In my experience as a person on a journey of faith I have discovered a sort of dichotomy, or maybe I should just say there are two ways to see everything. That is, we tend to think of ourselves first and then to perceive everything else as happening against the backdrop of “me.” So we think God is a potter shaping us, and that must be why it feels like things are spinning and shapes are constantly changing. But of course the other way to look at it is that we are part of God’s creation and not its centerpiece, and therefore when the wheel spins we should enjoy the ride and when the shape of life changes we should change with it and do our best to perceive what it is that God the excellent potter is doing with the world around us. And always, then, perceive the role into which God is calling us.
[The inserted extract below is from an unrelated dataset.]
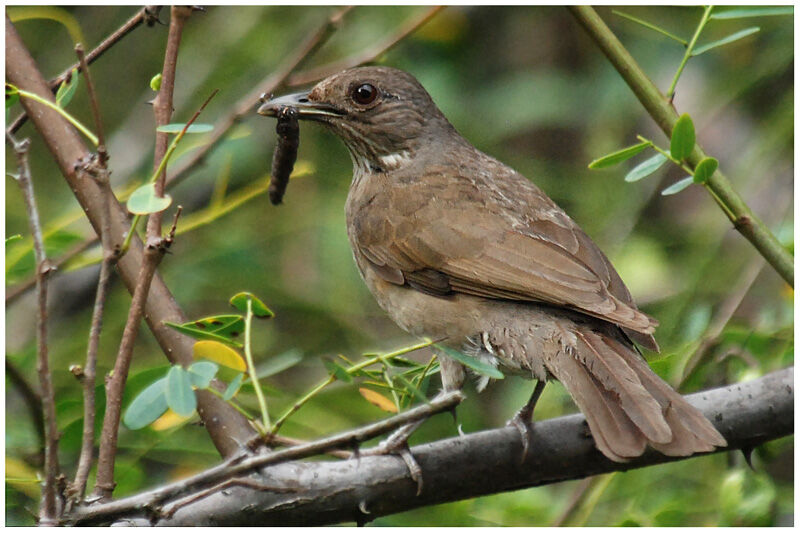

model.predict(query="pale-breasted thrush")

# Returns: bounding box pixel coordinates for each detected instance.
[259,66,726,462]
In the reading from Luke 14 we see large crowds traveling with Jesus hanging on his every word and they are jubilant to have found him. They, of course, are perceiving themselves as at the center, gifted with his presence. He turns it inside out on them swiftly, telling nested parables about how unless we can give up everything we already perceive we cannot really be his disciples. (That’s my interpretation, of course—you can read the text yourself). The role of a disciple in the kingdom is to be the vessel of the grace and love that establish the kingdom. To do that we have to let grace and love be manifest in us. If grace and love are manifest in us then they will be manifest through us too.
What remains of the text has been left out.